I’m Fine – Du 14 au 25 octobre aux Célestins
En résonance, l’une de ses amies ukrainiennes, Elina Kulikova, proposera un concert manifeste afin de réhabiliter les musiques des années 2000 détournées à l’époque par Vladimir Poutine à des fins de propagande (Une Nuit blanche, les 24 et 25 octobre aux Subs).
Wayqeycuna
Après une longue absence, Tiziano Cruz retourne à ses terres et sa communauté, le peuple quechua et aymara. À la recherche de Wayqeycuna (“mes frères à moi”), l’artiste mêle histoire familiale et rituels ancestraux pour interroger l’ordre néolibéral et colonial qui l’a éloigné de ses racines. Face au deuil, la poésie, les images et la musique dessinent un chemin vers la réconciliation.
Wayqeycuna – Les 10 et 11 octobre au théâtre du Point-du-Jour
Moi, Elles
Trois relations, trois générations, trois récits et trois cultures. Moi, Elles, conçu et mis en scène par l’artiste chinoise, désormais établie en France, Wang Jing, aborde les relations mère-fille à travers les histoires de trois femmes vivant dans l’Hexagone et issues de pays différents : Chine, Mali, Iran. Leurs parcours se croisent et se reflètent dans un jeu de miroirs révélant les souvenirs de leur mère absente.
Moi, Elles – Les 14 et 15 octobre au théâtre de la Croix-Rousse

Giraffe Mons
Pour la première fois dans l’histoire de Sens Interdits, un spectacle destiné au tout jeune public (mais pas que) s’invite dans la programmation. C’est l’œuvre d’une compagnie ukrainienne de marionnettes, Afanasyev, accessible dès 9 ans. Il y est question de la façon dont les animaux du zoo de Kharkiv, en Ukraine, ont vécu – tragiquement – la Deuxième Guerre mondiale. Afin de sensibiliser les jeunes générations à l’absurdité récurrente de toutes les guerres.
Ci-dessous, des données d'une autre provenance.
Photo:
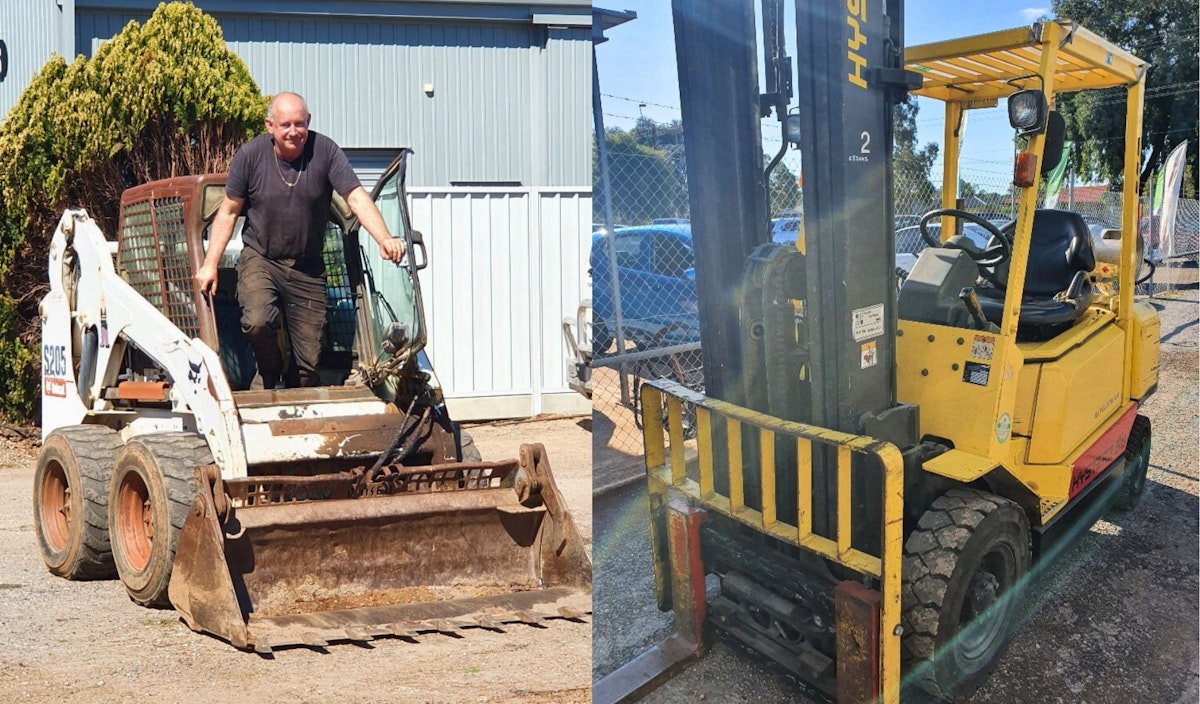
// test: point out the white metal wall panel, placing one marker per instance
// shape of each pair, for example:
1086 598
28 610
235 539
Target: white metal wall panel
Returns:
370 163
365 84
568 94
503 95
29 30
565 227
505 268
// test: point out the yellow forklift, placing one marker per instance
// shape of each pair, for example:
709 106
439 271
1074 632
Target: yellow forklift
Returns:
875 474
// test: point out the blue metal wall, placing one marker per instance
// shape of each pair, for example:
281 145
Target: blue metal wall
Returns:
29 30
510 102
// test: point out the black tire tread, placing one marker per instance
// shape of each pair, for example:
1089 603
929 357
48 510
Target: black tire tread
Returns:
93 449
930 555
178 455
1128 497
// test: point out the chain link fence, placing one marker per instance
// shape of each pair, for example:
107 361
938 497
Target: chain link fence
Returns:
645 313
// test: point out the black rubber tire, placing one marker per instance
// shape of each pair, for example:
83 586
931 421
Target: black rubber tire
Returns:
71 501
969 543
151 491
1133 486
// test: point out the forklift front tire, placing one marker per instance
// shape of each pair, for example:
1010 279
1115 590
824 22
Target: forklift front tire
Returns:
963 567
1133 486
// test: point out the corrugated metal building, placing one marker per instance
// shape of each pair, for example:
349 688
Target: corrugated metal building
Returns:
495 98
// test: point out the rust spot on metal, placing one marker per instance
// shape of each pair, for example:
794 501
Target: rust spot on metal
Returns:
858 611
300 560
143 390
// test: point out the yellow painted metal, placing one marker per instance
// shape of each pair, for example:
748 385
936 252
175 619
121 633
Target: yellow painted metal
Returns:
1051 482
1075 392
979 67
959 465
804 480
767 471
886 566
1145 332
952 139
845 507
1129 218
675 429
705 440
931 365
1029 200
1095 320
737 491
1026 393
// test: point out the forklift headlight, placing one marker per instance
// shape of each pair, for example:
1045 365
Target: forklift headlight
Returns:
1027 110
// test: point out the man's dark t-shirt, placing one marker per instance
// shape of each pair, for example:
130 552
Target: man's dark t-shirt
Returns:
286 222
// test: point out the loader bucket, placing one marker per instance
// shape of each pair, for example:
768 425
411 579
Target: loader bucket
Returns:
269 561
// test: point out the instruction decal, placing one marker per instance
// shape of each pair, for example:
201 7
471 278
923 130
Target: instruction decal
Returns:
1003 427
870 355
976 373
983 347
868 323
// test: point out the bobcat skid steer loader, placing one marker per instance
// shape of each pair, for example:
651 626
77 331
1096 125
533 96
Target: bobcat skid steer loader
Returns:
277 517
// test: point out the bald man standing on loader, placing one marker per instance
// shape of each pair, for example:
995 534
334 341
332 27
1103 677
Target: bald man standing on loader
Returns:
283 182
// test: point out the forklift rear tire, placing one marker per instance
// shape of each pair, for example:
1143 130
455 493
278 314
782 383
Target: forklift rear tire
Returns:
71 501
153 488
1133 486
963 569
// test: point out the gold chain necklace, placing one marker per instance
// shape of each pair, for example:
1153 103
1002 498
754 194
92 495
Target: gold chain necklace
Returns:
280 172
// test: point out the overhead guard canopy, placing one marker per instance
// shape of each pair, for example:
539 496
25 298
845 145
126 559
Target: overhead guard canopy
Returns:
981 67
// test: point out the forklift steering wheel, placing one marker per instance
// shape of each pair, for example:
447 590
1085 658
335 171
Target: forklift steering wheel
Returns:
997 253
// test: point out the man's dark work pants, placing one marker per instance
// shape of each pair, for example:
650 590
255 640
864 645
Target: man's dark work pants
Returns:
269 290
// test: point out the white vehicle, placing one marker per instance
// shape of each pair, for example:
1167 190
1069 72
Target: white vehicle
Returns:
269 517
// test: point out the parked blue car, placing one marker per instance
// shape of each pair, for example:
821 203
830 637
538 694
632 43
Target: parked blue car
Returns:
657 283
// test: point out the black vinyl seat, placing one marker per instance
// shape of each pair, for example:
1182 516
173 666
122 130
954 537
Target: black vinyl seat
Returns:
1056 287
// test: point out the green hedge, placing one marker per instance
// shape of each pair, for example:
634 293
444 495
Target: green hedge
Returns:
160 100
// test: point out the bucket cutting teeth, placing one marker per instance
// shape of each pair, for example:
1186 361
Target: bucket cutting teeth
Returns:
311 560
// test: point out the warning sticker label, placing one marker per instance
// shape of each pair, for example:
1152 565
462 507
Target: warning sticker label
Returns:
976 373
983 347
870 355
868 323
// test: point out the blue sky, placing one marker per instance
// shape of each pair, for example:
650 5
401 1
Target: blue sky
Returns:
637 66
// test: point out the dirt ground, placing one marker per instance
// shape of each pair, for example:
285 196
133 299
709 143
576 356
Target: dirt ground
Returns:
85 642
1113 619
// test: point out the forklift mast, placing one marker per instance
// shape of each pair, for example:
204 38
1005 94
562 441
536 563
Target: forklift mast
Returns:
850 76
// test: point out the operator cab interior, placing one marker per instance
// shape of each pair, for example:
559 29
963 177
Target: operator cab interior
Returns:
959 284
337 346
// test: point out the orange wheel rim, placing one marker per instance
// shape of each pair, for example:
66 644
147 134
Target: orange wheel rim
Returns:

Giraffe Mons – Du 16 au 18 octobre au Ciel

Silence, ça tourne
Silence, ça tourne s’appuie sur l’histoire vraie d’Eva Ståhl. Cette infirmière suédoise est l’une des survivantes du massacre du camp de réfugiés palestiniens de Tel al-Zaatar, au Liban. Seule sur scène, Chrystèle Khodr revient à l’été 1976 et plonge dans le témoignage de la jeune femme pour retracer les circonstances du massacre et du siège de deux mois qui l’a précédé. Le spectacle est le résultat d’une enquête réalisée à partir d’archives et différents témoignages. Dont celui d’Eva Ståhl que la metteuse en scène a rencontrée, mais aussi celui du journaliste qui l’a aidée à évacuer le camp et celui d’un médecin qui en a tiré un récit.